Burka ban makes big deal of non-issue: Muslim leader
France's ban on full-face veils makes a big deal out of garb worn by only a tiny fraction of Muslim women in the West, the head of the Organization of the Islamic Conference said Tuesday.
"Those who wear burkas, particularly in European or Western countries, are a very small minority, and I don't understand that you pass legislation to forbid that," OIC Secretary-General Ekmeleddin Ihsanoglu told reporters at the US-Islamic World forum.
"You're shining a light on very few people and making a big issue out of this. I think this is a small issue and doesn't need all this attention."
On Monday, France became the first country in Europe to apply a ban on the wearing of full-face coverings, including the niqab.
Since the law took effect, a handful of women have been fined or given written warnings about wearing burkas in public -- but they have grabbed headlines.

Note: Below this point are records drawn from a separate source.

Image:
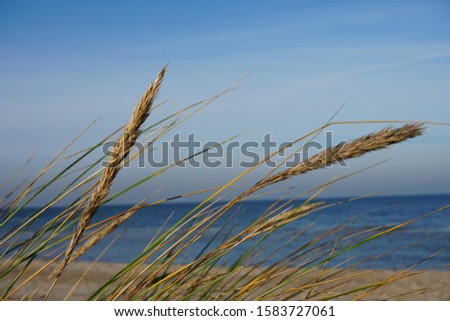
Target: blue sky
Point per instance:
(66, 63)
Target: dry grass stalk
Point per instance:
(351, 149)
(119, 153)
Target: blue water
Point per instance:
(352, 221)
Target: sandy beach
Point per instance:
(426, 285)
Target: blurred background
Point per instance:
(64, 64)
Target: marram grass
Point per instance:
(32, 264)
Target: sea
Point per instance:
(349, 232)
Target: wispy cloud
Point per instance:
(312, 83)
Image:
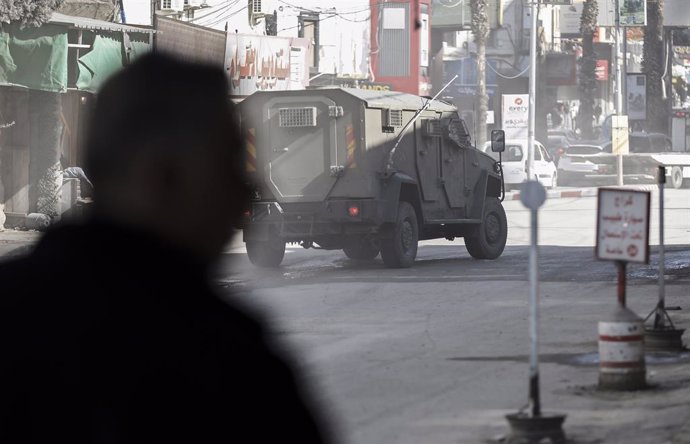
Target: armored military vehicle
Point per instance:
(367, 172)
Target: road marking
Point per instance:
(472, 276)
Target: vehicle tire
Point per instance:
(266, 254)
(676, 177)
(488, 239)
(362, 250)
(554, 182)
(400, 249)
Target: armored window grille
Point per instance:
(432, 127)
(297, 117)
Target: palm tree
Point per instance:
(653, 65)
(587, 81)
(480, 29)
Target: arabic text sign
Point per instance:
(264, 63)
(515, 115)
(623, 225)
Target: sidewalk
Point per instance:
(11, 240)
(580, 192)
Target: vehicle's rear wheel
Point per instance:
(399, 249)
(488, 239)
(361, 249)
(266, 254)
(677, 177)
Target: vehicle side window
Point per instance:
(544, 154)
(513, 153)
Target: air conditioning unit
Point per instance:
(392, 117)
(258, 9)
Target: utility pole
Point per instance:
(532, 90)
(619, 90)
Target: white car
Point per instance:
(515, 164)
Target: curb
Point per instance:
(582, 192)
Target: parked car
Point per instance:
(515, 163)
(580, 165)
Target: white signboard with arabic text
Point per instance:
(515, 112)
(265, 63)
(623, 225)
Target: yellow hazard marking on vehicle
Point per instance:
(251, 149)
(351, 146)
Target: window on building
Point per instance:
(308, 27)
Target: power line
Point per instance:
(225, 17)
(221, 9)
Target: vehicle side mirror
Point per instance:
(498, 141)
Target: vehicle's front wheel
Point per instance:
(677, 177)
(488, 239)
(266, 254)
(399, 249)
(361, 249)
(554, 181)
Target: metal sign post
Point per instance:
(537, 426)
(622, 236)
(662, 336)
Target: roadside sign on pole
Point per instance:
(619, 135)
(623, 225)
(515, 113)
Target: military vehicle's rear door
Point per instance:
(453, 172)
(428, 150)
(303, 146)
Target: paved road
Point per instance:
(437, 353)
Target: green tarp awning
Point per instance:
(106, 58)
(34, 57)
(37, 57)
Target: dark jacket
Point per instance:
(108, 336)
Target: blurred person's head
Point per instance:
(165, 154)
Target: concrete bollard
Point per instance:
(621, 352)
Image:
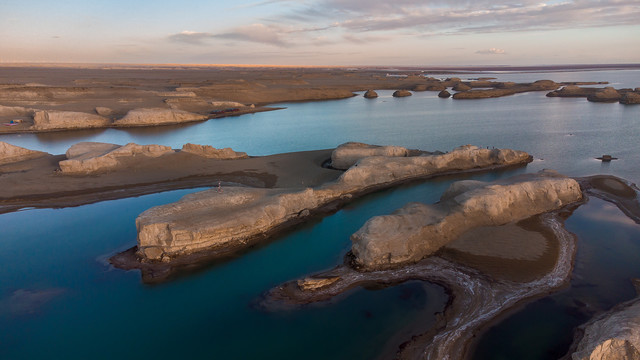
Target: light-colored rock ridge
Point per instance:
(213, 153)
(157, 116)
(62, 120)
(418, 230)
(14, 111)
(11, 153)
(88, 157)
(234, 217)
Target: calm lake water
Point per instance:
(59, 298)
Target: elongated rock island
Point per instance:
(418, 230)
(235, 217)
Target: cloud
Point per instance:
(492, 51)
(190, 37)
(458, 16)
(360, 39)
(259, 33)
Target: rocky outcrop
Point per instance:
(506, 89)
(572, 91)
(233, 218)
(370, 94)
(11, 153)
(314, 284)
(607, 94)
(418, 230)
(444, 94)
(402, 93)
(346, 155)
(614, 335)
(212, 219)
(63, 120)
(630, 98)
(213, 153)
(104, 111)
(461, 87)
(14, 111)
(376, 170)
(89, 158)
(157, 116)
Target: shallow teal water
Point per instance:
(59, 299)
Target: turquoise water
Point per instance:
(59, 299)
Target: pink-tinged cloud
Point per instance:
(491, 51)
(259, 33)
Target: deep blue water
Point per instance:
(59, 299)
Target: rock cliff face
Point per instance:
(370, 94)
(376, 170)
(461, 87)
(402, 93)
(630, 98)
(61, 120)
(346, 155)
(607, 94)
(88, 158)
(418, 230)
(14, 111)
(614, 335)
(11, 153)
(444, 94)
(157, 116)
(212, 219)
(235, 217)
(213, 153)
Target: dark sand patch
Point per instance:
(519, 252)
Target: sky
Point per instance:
(321, 32)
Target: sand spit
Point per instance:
(37, 181)
(476, 299)
(214, 220)
(90, 97)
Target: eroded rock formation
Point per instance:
(88, 157)
(607, 94)
(444, 94)
(11, 153)
(402, 93)
(346, 155)
(14, 111)
(233, 218)
(418, 230)
(62, 120)
(157, 116)
(213, 153)
(370, 94)
(630, 98)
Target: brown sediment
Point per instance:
(519, 252)
(476, 298)
(615, 190)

French officials estimate that only around 2,000 women, from a total Muslim population estimated at up to six million, wear full-face veils.
Belgium's parliament has also approved a law banning the all-concealing veils in public, but has yet to enforce it. Far-right leaders in the Netherlands have proposed a burka ban and in Italy, the right-wing Northern League is lobbying for a ban based on the French model.
"Europe is starting to be not the land of freedom but the land of prohibitions," said Ihsanoglu at the conference in Washington, which aims to foster greater understanding between Muslims and Americans.